Zum ersten Mal konzentrierten sich bei einer COP allein fünf Pavillons auf die Agrar- und Ernährungswirtschaft. Aber auch in anderen Pavillons und im offiziellen Rahmenprogramm der UNFCCC wurde das Thema diskutiert: Insgesamt fanden über 200 Veranstaltungen statt. Auch die GIZ hat ihr gemeinsam mit dem Forum for Agricultural Research in Africa (FARA) und der Universität Wageningen organisiertes offizielles Side Event auf das Thema „Klimaresiliente Agrar- und Ernährungssysteme in Zeiten multipler Krisen und Fragilität“ ausgerichtet. Johan Rockström, Direktor des Potsdam-Instituts für Klimafolgenforschung, wies in seiner Eröffnung darauf hin, dass das globale Ernährungssystem unter dem Gewicht von vier miteinander verbundenen Krisen zusammenbricht: Klimawandel, Krieg, ökologischer Stress und Pandemie. João Campari vom WWF International hob zudem hervor, dass der Krieg in der Ukraine und die Pandemie gezeigt haben, dass die globalen Lieferketten geschwächt sind, „und wenn sie brechen, dann auf Kosten der ärmsten Bevölkerungsgruppen". Um Ernährungs- und Wassersysteme klimaresilient zu gestalten, sind eine nachhaltige Finanzierung, ausreichende Datenlage sowie ein langfristiges Denken, notwendig, so Ingrid-Gabriela Hoven, Vorstandmitglied der GIZ. Die Finanzierung gilt als größter Engpass bei der Transformation der Agrar- und Ernährungssysteme, wie auch Jyotsna Puri, stellvertretende Vizepräsidentin von IFAD, unterstrich. Schlüsseldimensionen für die Mobilisierung privatwirtschaftlicher Maßnahmen seien die Messbarkeit und Rechenschaftspflicht, der Ausbau der kleinbäuerlichen, widerstandsfähigen Landwirtschaft sowie die Risikominderung privater Investitionen.

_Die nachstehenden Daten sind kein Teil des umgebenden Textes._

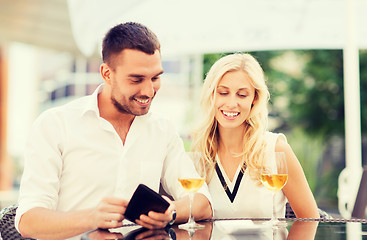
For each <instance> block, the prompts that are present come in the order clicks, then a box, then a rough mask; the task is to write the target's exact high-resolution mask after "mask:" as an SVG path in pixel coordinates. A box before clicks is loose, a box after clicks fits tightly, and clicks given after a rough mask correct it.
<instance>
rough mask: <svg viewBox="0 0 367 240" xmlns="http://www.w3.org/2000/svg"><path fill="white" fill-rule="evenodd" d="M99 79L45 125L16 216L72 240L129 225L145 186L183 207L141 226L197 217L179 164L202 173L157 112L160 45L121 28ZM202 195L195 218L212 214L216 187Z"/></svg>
mask: <svg viewBox="0 0 367 240" xmlns="http://www.w3.org/2000/svg"><path fill="white" fill-rule="evenodd" d="M102 56H103V64H101V67H100V73H101V76H102V78H103V79H104V81H105V83H104V84H103V85H101V86H99V87H98V88H97V90H96V91H95V92H94V93H93V94H92V95H90V96H86V97H83V98H80V99H77V100H75V101H73V102H71V103H69V104H66V105H64V106H61V107H57V108H54V109H50V110H48V111H46V112H44V113H43V114H41V116H40V117H39V118H38V119H37V120H36V122H35V124H34V126H33V129H32V132H31V135H30V141H29V143H28V145H27V151H26V153H25V166H24V173H23V176H22V181H21V187H20V198H19V207H18V210H17V215H16V219H15V225H16V227H17V229H18V231H19V232H20V233H21V234H22V235H23V236H24V237H31V238H47V239H64V238H68V237H72V236H75V235H78V234H81V233H83V232H86V231H88V230H91V229H96V228H117V227H121V226H122V225H123V224H122V220H123V219H124V212H125V209H126V206H127V204H128V199H130V197H131V196H132V193H133V192H134V190H135V188H136V187H137V186H138V184H139V183H143V184H146V185H148V186H149V187H151V188H153V189H154V190H156V191H158V189H159V185H160V184H162V186H163V188H164V189H165V190H166V192H168V193H169V194H170V195H172V196H173V198H174V199H175V201H169V202H170V207H169V208H168V209H167V211H166V212H165V213H157V212H149V214H148V216H146V215H141V216H140V219H139V220H137V223H138V224H140V225H141V226H143V227H146V228H149V229H157V228H163V227H165V226H166V225H167V224H168V223H169V222H170V221H171V220H172V218H173V216H172V212H173V210H177V218H176V221H178V222H184V221H186V220H187V219H188V216H189V199H188V197H187V196H186V194H185V192H184V191H183V190H182V188H181V187H180V186H179V183H178V180H177V178H178V177H179V176H180V175H179V174H180V173H179V169H178V167H177V166H178V164H179V163H180V164H181V163H183V162H184V163H186V165H187V167H188V168H189V170H187V171H190V172H193V173H195V174H196V172H195V170H194V167H193V164H192V162H191V160H190V159H189V158H188V157H187V154H186V153H185V150H184V148H183V144H182V141H181V139H180V138H179V136H178V135H177V134H176V133H175V131H174V130H173V127H172V125H171V124H169V123H168V122H167V121H165V120H163V119H161V118H159V117H157V116H155V115H153V114H152V113H148V111H149V107H150V104H151V102H152V100H153V98H154V96H155V94H156V93H157V91H158V90H159V88H160V84H161V81H160V76H161V74H162V73H163V69H162V65H161V55H160V44H159V41H158V39H157V38H156V36H155V35H154V33H152V32H151V31H150V30H149V29H147V28H146V27H145V26H143V25H141V24H137V23H125V24H120V25H117V26H115V27H114V28H112V29H111V30H110V31H109V32H108V33H107V34H106V36H105V38H104V40H103V46H102ZM201 193H202V194H196V199H195V204H194V205H193V215H194V217H195V218H196V219H206V218H210V217H211V216H212V209H211V205H210V201H209V200H208V199H209V198H210V197H209V194H208V192H207V187H206V185H204V188H202V189H201Z"/></svg>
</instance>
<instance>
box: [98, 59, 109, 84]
mask: <svg viewBox="0 0 367 240" xmlns="http://www.w3.org/2000/svg"><path fill="white" fill-rule="evenodd" d="M111 71H112V69H111V68H110V67H109V66H108V65H107V64H106V63H102V64H101V66H100V73H101V76H102V78H103V80H104V81H105V82H106V84H108V85H111Z"/></svg>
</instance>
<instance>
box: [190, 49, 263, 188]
mask: <svg viewBox="0 0 367 240" xmlns="http://www.w3.org/2000/svg"><path fill="white" fill-rule="evenodd" d="M234 71H244V72H245V73H246V74H247V75H248V76H249V78H250V82H251V85H252V86H253V87H254V88H255V97H254V102H253V106H252V109H251V112H250V115H249V117H248V118H247V120H246V123H245V125H246V126H245V131H244V141H243V151H242V153H240V156H241V157H242V159H243V161H244V163H245V165H244V167H243V169H242V170H243V171H244V170H245V168H247V169H249V173H250V175H251V177H252V178H253V179H259V175H260V169H261V168H262V166H263V158H264V155H265V141H264V133H265V131H266V129H267V122H268V109H267V104H268V101H269V96H270V95H269V91H268V88H267V86H266V83H265V77H264V72H263V70H262V68H261V66H260V64H259V63H258V61H257V60H256V59H255V58H254V57H253V56H251V55H250V54H240V53H235V54H230V55H227V56H224V57H222V58H220V59H219V60H218V61H217V62H215V63H214V64H213V66H212V67H211V68H210V70H209V72H208V73H207V75H206V78H205V82H204V84H203V87H202V92H201V98H200V104H201V107H202V119H201V122H200V124H199V126H198V127H197V129H196V130H195V131H194V132H193V134H192V136H193V143H192V146H191V150H192V151H198V152H200V153H201V159H200V160H201V161H204V162H205V164H206V171H207V176H208V177H207V182H210V179H211V176H212V173H213V170H214V166H215V163H216V160H215V159H216V154H217V152H218V140H219V139H218V130H217V129H218V128H217V126H218V122H217V120H216V119H215V117H214V114H215V109H214V103H215V97H216V92H217V86H218V84H219V81H220V80H221V79H222V77H223V76H224V75H225V74H226V73H228V72H234ZM233 80H235V79H233Z"/></svg>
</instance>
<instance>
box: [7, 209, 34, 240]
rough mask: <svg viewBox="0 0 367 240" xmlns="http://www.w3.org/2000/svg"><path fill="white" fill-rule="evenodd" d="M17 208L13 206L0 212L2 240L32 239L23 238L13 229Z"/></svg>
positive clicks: (15, 229)
mask: <svg viewBox="0 0 367 240" xmlns="http://www.w3.org/2000/svg"><path fill="white" fill-rule="evenodd" d="M17 208H18V205H17V204H14V205H11V206H9V207H6V208H4V209H3V210H1V211H0V236H1V238H2V239H3V240H13V239H14V240H21V239H28V240H32V239H33V238H23V237H22V236H21V235H20V234H19V232H18V231H17V230H16V229H15V225H14V217H15V212H16V210H17ZM1 238H0V239H1Z"/></svg>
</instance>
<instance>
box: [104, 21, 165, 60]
mask: <svg viewBox="0 0 367 240" xmlns="http://www.w3.org/2000/svg"><path fill="white" fill-rule="evenodd" d="M160 48H161V46H160V43H159V41H158V38H157V36H156V35H155V34H154V33H153V32H152V31H151V30H150V29H148V28H147V27H146V26H144V25H142V24H139V23H135V22H127V23H123V24H118V25H116V26H115V27H113V28H111V29H110V30H109V31H108V32H107V34H106V36H105V37H104V39H103V44H102V59H103V62H105V63H110V62H111V57H112V56H113V55H115V54H119V53H120V52H121V51H122V50H124V49H133V50H139V51H142V52H145V53H147V54H154V52H155V51H156V50H159V51H160Z"/></svg>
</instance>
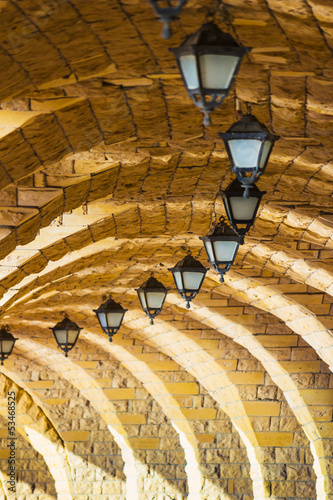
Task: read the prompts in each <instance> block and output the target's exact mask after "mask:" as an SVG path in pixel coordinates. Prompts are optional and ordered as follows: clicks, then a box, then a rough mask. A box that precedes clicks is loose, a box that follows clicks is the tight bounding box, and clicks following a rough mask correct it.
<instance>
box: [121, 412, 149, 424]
mask: <svg viewBox="0 0 333 500" xmlns="http://www.w3.org/2000/svg"><path fill="white" fill-rule="evenodd" d="M117 416H118V418H119V420H120V422H121V423H122V424H145V423H146V416H145V415H143V414H142V413H118V414H117Z"/></svg>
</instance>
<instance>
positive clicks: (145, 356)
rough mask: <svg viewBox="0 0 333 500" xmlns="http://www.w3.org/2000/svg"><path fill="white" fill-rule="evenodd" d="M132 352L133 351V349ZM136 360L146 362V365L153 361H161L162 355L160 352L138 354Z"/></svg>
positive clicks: (135, 356)
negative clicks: (159, 353) (146, 364)
mask: <svg viewBox="0 0 333 500" xmlns="http://www.w3.org/2000/svg"><path fill="white" fill-rule="evenodd" d="M131 352H133V351H132V349H131ZM135 357H136V359H139V360H140V361H144V362H145V363H149V362H153V361H158V360H159V359H160V354H159V353H158V352H149V353H138V354H135Z"/></svg>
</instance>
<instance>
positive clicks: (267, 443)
mask: <svg viewBox="0 0 333 500" xmlns="http://www.w3.org/2000/svg"><path fill="white" fill-rule="evenodd" d="M255 434H256V438H257V440H258V444H259V446H291V444H292V442H293V437H294V434H293V433H292V432H256V433H255Z"/></svg>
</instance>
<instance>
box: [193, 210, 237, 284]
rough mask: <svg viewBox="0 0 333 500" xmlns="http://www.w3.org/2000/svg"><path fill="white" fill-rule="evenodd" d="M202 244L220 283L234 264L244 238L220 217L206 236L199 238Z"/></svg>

Es ist gut, dass die Notwendigkeit einer nachhaltigen Transformation der globalen Agrar- und Ernährungssysteme, die spätestens seit dem UN Food Systems Summit von 2021 in aller Munde ist, auch in Sharm el-Sheik aufgegriffen und anerkannt wurde – denn dies ist auch der Hebel für eine klima-resiliente und emissionsarme Entwicklung der Agrar- und Ernährungswirtschaft. Die Umsetzung dieses systemischen und holistischen Ansatzes bedeutet aber auch, dass nicht nur über angebotsseitige Lösungen zur Bekämpfung der Ernährungsunsicherheit nachgedacht werden darf. Auch die Nachfrageseite muss Gehör finden und politisch umstrittene, Fragen der Gewährleistung einer gesunden, nahrhaften und nachhaltigen Ernährung für alle müssen angegangen werden. Wenn die Maßnahmen nicht im gesamten Agrar- und Ernährungssystem ergriffen werden –also z.B. auch Lebensmittelverschwendung und -verluste, nachhaltige Lieferketten und gesunde Ernährung umfassen – werden die globalen Ernährungs- und Klimaherausforderungen nicht bewältigt werden können.